Yes, Google Translate's camera function is quite nifty. It already allowed you to instantly visually translate printed text in seven languages – English, French, German, Italian, Portuguese, Russian and Spanish.

Say, you wanted to translate a street sign, ingredient list, instruction manual or signs on a music system in Spanish. All you had to do was to open the app, switch on the camera, point it at the text and, voila! Without even an internet connection, you could see text transform live on your screen into English, or any of the other six languages, depending upon your choice.

Now Google has added 20 more languages: You can now translate to and from English and Bulgarian, Catalan, Croatian, Czech, Danish, Dutch, Filipino, Finnish, Hungarian, Indonesian, Lithuanian, Norwegian, Polish, Romanian, Slovak, Swedish, Turkish and Ukrainian.

The app also allows you to do a one-way translations from English to Hindi and Thai.
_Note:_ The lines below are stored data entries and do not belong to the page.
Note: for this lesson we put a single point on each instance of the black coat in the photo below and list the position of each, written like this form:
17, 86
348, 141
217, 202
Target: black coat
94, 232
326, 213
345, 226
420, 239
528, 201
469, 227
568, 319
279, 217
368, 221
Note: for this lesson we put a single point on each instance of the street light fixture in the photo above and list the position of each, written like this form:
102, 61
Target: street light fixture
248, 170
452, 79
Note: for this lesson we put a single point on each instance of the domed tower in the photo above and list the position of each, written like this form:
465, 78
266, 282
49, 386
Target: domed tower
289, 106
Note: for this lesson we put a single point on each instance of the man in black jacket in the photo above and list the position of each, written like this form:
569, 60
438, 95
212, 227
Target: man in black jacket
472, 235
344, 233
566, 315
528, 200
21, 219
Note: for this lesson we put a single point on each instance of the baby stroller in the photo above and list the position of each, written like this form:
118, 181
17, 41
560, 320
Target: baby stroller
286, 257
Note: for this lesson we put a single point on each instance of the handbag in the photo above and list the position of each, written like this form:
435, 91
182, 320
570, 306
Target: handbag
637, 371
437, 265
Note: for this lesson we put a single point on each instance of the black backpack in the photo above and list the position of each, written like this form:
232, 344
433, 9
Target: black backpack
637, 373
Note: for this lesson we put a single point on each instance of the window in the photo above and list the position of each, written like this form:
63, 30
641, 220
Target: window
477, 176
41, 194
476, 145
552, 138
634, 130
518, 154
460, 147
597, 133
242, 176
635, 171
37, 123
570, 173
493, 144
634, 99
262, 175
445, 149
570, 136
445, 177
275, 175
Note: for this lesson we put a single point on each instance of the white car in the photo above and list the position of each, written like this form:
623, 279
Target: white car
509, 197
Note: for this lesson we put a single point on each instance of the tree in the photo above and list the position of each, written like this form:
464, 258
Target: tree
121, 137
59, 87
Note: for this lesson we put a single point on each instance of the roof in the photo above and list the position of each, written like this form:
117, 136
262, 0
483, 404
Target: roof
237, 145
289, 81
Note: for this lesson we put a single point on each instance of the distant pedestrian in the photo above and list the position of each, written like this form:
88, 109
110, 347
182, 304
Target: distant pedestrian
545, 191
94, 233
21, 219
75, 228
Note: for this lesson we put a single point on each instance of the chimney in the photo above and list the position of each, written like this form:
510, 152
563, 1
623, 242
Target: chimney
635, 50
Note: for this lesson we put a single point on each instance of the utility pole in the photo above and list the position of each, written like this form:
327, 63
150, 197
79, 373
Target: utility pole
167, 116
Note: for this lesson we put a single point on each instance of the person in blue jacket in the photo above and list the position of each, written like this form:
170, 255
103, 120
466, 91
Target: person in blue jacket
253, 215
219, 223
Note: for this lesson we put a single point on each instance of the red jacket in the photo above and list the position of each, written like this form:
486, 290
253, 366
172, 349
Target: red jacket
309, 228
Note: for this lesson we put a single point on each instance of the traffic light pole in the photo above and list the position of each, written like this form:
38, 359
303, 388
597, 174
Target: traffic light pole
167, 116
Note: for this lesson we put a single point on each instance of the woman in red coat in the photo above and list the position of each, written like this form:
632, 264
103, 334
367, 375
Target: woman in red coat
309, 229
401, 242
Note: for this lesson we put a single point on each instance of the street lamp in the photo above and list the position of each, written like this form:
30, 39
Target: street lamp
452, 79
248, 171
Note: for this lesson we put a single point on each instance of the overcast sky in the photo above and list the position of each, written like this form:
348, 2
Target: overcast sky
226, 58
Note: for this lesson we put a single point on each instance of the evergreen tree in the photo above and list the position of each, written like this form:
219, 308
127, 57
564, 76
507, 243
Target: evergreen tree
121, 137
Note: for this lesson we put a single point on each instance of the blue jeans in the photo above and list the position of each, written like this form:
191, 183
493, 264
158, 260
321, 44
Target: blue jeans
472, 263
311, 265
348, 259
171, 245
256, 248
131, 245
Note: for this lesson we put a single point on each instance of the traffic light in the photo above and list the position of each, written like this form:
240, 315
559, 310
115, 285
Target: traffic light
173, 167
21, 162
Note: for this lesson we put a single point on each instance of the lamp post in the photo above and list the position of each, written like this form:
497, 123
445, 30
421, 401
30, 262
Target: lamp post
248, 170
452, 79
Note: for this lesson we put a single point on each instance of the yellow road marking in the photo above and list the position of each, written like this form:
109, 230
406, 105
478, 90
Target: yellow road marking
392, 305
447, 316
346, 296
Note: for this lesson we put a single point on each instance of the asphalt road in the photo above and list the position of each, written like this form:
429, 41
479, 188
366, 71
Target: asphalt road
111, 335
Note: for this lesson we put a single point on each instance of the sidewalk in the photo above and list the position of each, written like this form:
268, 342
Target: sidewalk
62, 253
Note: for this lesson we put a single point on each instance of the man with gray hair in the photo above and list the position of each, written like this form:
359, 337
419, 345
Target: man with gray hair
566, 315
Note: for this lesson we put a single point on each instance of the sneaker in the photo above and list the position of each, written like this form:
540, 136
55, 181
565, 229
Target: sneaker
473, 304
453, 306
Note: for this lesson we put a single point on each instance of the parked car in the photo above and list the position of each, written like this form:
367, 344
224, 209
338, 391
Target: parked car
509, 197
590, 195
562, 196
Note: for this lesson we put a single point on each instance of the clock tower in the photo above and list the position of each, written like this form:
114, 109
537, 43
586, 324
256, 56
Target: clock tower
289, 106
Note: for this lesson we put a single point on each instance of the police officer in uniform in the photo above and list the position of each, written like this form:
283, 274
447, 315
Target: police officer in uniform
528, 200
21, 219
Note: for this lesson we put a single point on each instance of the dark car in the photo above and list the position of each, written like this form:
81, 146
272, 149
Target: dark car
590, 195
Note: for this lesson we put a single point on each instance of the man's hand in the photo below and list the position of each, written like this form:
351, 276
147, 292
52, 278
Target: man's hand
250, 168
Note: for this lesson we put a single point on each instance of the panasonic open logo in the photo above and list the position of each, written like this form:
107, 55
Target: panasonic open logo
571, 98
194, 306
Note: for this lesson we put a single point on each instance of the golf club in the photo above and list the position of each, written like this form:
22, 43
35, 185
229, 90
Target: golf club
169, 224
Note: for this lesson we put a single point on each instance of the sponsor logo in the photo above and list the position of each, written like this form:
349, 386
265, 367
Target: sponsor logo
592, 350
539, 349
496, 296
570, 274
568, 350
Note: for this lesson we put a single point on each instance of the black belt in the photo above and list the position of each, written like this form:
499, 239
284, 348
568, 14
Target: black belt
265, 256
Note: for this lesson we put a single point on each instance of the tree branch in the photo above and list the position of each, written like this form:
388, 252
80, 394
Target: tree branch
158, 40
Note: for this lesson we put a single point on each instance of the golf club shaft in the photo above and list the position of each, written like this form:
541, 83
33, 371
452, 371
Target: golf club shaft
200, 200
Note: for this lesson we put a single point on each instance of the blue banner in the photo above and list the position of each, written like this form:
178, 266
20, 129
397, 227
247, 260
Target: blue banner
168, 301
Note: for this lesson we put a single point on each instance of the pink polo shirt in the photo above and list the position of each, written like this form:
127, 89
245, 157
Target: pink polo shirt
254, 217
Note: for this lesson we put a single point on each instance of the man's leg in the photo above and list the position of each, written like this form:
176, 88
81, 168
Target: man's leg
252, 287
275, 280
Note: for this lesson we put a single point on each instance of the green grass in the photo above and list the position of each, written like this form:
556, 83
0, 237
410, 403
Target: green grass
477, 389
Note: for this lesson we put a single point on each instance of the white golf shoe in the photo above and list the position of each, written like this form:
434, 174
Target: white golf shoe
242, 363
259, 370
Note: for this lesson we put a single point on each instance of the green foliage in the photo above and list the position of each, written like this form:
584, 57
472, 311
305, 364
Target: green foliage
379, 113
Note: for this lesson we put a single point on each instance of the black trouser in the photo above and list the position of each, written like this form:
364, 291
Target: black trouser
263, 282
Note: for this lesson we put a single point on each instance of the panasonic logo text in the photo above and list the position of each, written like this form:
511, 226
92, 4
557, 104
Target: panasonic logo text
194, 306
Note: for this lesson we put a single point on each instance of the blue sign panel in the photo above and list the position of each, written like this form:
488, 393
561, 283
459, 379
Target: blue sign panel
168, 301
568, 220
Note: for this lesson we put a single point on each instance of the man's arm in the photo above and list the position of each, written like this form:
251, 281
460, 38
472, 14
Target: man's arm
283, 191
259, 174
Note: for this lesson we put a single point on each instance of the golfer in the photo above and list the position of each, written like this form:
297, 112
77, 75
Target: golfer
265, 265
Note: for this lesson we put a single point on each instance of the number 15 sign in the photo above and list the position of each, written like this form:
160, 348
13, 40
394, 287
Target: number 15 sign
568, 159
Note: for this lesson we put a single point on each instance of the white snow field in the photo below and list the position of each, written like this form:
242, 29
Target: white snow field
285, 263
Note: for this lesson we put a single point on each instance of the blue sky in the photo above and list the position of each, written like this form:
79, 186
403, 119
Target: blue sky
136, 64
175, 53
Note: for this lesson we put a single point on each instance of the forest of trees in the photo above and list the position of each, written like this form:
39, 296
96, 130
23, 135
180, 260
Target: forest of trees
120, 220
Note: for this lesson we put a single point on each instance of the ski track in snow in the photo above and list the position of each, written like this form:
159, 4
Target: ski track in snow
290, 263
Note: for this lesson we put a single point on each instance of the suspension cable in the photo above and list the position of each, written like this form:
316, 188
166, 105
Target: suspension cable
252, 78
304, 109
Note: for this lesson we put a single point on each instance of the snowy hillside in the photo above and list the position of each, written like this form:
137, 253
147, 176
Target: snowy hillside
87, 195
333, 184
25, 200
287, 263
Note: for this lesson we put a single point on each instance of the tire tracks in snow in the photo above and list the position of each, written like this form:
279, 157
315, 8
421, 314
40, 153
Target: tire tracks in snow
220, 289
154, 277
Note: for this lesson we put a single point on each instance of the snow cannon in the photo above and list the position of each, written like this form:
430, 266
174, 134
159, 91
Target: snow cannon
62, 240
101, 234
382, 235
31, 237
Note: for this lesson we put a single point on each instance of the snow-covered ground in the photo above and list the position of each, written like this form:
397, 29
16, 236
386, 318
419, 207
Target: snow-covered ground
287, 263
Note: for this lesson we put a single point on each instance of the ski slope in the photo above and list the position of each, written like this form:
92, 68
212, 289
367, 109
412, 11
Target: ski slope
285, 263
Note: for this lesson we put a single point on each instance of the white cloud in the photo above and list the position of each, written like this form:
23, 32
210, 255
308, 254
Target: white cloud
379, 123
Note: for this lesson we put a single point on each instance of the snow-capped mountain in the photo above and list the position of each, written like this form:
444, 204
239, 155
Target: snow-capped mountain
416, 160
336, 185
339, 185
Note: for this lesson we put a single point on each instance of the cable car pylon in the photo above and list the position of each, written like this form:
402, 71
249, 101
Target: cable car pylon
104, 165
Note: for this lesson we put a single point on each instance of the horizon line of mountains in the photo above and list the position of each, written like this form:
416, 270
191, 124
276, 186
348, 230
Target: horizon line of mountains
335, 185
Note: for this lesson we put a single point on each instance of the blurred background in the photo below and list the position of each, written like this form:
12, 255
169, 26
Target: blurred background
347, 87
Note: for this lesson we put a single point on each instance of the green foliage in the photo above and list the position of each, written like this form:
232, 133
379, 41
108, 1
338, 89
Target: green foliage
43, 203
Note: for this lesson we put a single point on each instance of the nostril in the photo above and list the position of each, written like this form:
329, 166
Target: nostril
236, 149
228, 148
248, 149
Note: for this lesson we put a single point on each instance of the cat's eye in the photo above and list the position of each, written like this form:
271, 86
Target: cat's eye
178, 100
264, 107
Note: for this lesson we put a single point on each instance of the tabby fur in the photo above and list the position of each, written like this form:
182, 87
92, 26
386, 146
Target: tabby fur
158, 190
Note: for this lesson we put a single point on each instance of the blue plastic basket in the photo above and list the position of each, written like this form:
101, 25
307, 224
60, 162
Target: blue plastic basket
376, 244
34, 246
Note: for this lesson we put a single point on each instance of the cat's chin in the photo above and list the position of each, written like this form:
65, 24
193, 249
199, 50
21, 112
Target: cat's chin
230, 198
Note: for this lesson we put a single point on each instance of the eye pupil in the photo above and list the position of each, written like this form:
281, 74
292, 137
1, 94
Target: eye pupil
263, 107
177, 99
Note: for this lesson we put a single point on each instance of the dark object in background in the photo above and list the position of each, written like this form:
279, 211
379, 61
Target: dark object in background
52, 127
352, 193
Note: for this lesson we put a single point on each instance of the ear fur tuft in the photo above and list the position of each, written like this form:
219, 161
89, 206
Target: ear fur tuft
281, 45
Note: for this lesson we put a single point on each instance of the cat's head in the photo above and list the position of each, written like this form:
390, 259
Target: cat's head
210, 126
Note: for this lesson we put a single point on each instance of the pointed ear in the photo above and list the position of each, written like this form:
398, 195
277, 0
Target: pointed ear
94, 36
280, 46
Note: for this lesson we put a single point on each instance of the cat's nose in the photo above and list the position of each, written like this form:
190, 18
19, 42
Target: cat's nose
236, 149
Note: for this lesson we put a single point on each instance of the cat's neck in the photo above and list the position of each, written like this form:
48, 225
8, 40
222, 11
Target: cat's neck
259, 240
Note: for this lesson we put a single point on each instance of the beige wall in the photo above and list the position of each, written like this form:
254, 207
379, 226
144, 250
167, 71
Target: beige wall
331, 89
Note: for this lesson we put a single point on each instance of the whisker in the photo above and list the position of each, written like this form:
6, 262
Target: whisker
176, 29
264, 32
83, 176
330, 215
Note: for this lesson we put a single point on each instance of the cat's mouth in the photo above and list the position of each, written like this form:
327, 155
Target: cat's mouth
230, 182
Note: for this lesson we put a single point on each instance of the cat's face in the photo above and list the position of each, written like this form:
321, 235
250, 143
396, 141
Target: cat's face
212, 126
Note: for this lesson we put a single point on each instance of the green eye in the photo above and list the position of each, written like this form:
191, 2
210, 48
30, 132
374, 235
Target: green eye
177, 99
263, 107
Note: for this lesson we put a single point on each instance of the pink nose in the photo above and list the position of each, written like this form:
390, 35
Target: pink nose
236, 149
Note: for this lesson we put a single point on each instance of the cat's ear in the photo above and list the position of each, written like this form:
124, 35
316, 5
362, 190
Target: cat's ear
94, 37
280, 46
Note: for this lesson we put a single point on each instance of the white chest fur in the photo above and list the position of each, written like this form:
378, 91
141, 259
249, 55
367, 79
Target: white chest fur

To showcase the app's versatility, Google has released a video showing how the app translates the 1958 hit single La Bamba in real time. No engineers were harmed in the making of this video, says Google.

If you want to nitpick, though, you could always point to how machine translation misses out on nuances, or how the word "gracia" itself, for instance, could be translated as humour, skill, or funny.

But then that's what is exciting and frustrating about translation.

Perhaps we can hold off doing a little bhangra jig till Indian language capabilities get built into the app?